Anticiper pour mieux planifier
La tâche, complexe, demande une planification minutieuse et un accompagnement des laboratoires impliqués : il s’agit de gérer différents types de cargaisons, des produits dangereux contenant du mercure ou des batteries au lithium jusqu’aux échantillons délicats nécessitant la gestion de quatre plages de température spécifiques. Parmi eux, des carottes sédimentaires ou des prélèvements biologiques avec des génomes à garder à des températures basses finement contrôlées. Ulisse, qui a récemment agrandi son site de travail, se charge de l’ensemble du processus, de la coordination des envois de matériel à la préparation des déclarations douanières, ou encore la vérification de la conformité des transports aux différentes réglementations et normes de sécurité à appliquer. L’équipe s’assure également de la fiabilité des prestataires intermédiaires, notamment lors des différentes étapes d’acheminement du matériel. « La plus-value d’Ulisse est de permettre aux laboratoires de gagner du temps et de mobiliser le moins de crédits possible sur ces opérations de supports de la recherche, tout en étant un guide précieux pour le transport de marchandises spéciales. », résume Vincent Polet, qui coordonne le projet chez Ulisse. L’unité a mis en place des marchés publics qui évitent le travail de mise en concurrence de prestataires de transport pour chaque mission prévue par chaque laboratoire, et propose aussi des assurances ad valorem. « Même si notre travail consiste à réduire les risques au maximum, le risque nul n’existe pas dans des projets si complexes. », prévient le coordinateur.

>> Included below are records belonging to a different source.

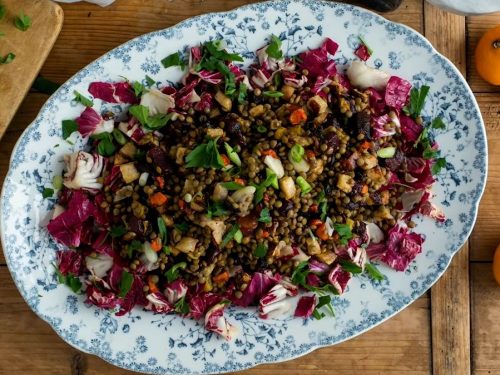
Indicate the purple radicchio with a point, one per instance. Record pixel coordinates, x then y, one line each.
91 123
120 92
216 322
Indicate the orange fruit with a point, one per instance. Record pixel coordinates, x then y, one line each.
496 264
488 56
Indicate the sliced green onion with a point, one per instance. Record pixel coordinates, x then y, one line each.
232 155
297 153
305 187
386 152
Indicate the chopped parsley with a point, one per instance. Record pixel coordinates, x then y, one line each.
265 217
205 155
274 48
22 22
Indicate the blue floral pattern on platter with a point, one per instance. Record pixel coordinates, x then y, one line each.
166 344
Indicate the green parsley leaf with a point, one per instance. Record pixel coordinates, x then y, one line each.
265 217
106 146
22 22
173 60
205 155
230 235
231 185
274 48
297 153
47 193
417 101
242 93
126 282
350 267
181 306
135 245
162 230
45 86
69 127
273 94
260 251
439 164
344 232
373 272
438 123
117 231
7 59
79 98
172 273
216 209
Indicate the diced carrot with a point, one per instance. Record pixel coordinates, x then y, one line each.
365 145
321 232
269 152
152 286
225 160
316 222
158 199
156 244
221 277
298 116
182 204
310 154
160 181
240 181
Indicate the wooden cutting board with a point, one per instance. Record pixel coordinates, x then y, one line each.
30 47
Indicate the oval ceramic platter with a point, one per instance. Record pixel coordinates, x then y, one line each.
168 344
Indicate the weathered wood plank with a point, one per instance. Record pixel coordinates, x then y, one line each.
450 295
401 345
485 315
476 27
486 235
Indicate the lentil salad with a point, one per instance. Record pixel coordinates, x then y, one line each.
244 187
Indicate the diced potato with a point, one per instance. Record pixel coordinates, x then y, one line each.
128 150
256 111
345 183
287 186
129 172
186 244
287 92
224 101
313 247
317 104
327 257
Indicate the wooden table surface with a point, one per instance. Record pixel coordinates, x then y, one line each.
451 330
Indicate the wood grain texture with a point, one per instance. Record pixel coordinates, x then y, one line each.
486 235
476 27
400 345
30 47
485 315
450 295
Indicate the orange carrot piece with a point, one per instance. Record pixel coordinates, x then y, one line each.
221 277
160 181
298 116
158 199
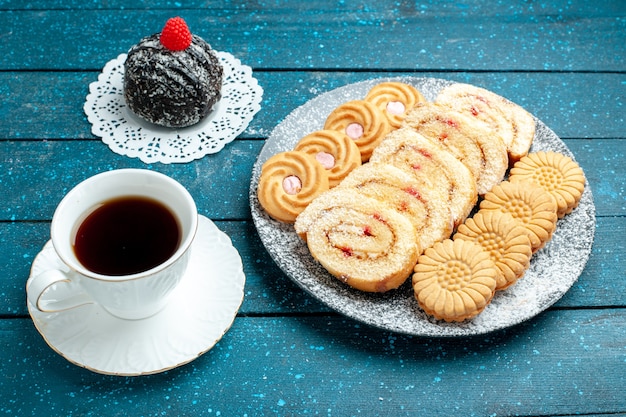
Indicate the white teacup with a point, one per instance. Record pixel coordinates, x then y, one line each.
134 295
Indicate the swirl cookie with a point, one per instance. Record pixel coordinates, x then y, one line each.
427 161
505 241
395 99
554 172
474 144
514 124
334 150
362 122
530 205
289 181
424 205
359 240
454 280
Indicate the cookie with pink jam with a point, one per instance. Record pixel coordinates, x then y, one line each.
289 181
334 150
395 99
361 121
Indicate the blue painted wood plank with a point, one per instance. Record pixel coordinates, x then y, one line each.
49 105
560 363
269 291
401 36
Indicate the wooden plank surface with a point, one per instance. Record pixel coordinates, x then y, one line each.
288 354
269 291
49 105
403 36
294 366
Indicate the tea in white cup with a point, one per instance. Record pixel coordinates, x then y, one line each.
124 238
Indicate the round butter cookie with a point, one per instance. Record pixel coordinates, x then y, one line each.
554 172
427 161
481 149
334 150
361 121
530 205
395 99
454 280
514 124
359 240
289 181
424 205
505 241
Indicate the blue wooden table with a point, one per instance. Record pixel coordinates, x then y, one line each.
286 353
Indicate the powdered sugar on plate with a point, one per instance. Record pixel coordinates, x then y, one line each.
553 270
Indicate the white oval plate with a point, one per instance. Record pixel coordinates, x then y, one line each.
552 272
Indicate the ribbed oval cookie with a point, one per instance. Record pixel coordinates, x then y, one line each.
514 124
532 206
361 121
410 151
454 280
424 205
334 150
505 241
481 149
359 240
554 172
395 99
289 181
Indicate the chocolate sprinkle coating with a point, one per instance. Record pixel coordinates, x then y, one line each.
172 88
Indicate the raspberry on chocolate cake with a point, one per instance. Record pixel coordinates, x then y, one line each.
172 78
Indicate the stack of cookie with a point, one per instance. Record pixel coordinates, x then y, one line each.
379 191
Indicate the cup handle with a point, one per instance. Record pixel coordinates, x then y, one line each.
39 285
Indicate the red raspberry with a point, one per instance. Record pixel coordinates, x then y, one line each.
175 36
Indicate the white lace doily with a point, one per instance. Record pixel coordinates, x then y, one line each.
127 134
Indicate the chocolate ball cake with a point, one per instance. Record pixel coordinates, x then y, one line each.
172 78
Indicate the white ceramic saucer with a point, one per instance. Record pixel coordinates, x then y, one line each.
200 311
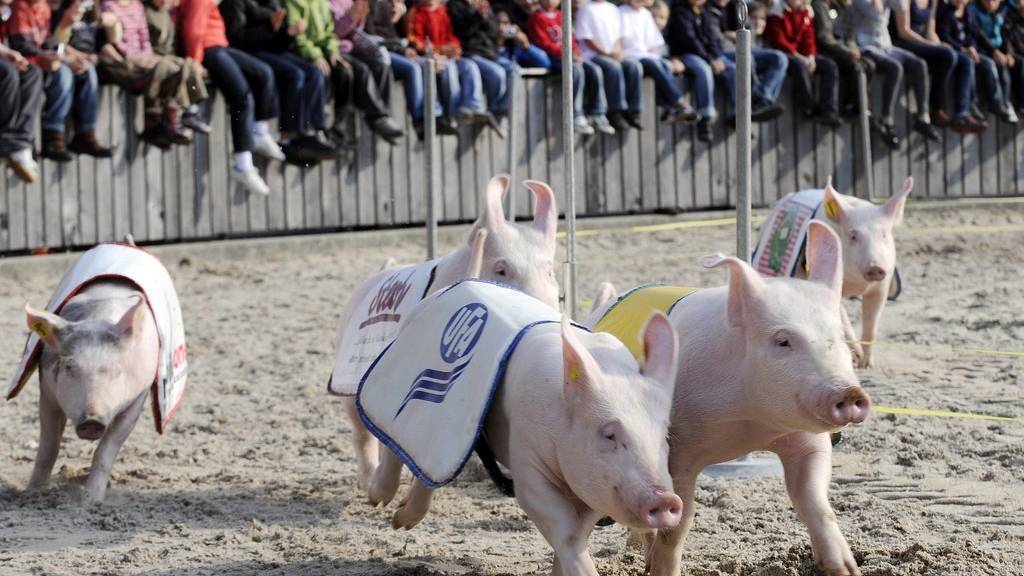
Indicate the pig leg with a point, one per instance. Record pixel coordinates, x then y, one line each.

Mathieu Ardyna a contacté Ulisse en août dernier, soit près d’un an avant le départ de l’expédition : « Nous avions besoin d’estimer les coûts logistiques avec des devis fiables, afin de solliciter des financements adéquats. », explique-t-il. Sur la base de leur expertise dans les missions lointaines et d’envergure – en plus des transports du quotidien qu’ils assurent aussi –, l’équipe d’Ulisse a ainsi pu fournir un budget prévisionnel solide. Surtout, cette anticipation a permis d’ajuster la logistique du projet, en prévoyant par exemple de faire partir les consommables dangereux au plus proche du point de départ de l’expédition, et non de les faire venir de France. « Il nous faut aussi du temps pour prendre connaissance de tout le matériel à transporter et vérifier une à une les règles à appliquer, ainsi que pour les démarches réglementaires et administratives qui sont souvent complexes. », ajoute Vincent Polet. « Plus le projet est d’ampleur, plus il faut anticiper pour être en capacité de tout régler comme du papier à musique. », plaide-t-il.
Ce travail est encore en cours, et durera jusqu’au départ, prévu à l’été 2024. « C’est très agréable de pouvoir déléguer tout ce travail de logistique », conclut Mathieu Ardyna qui peut ainsi « se concentrer sur la science ».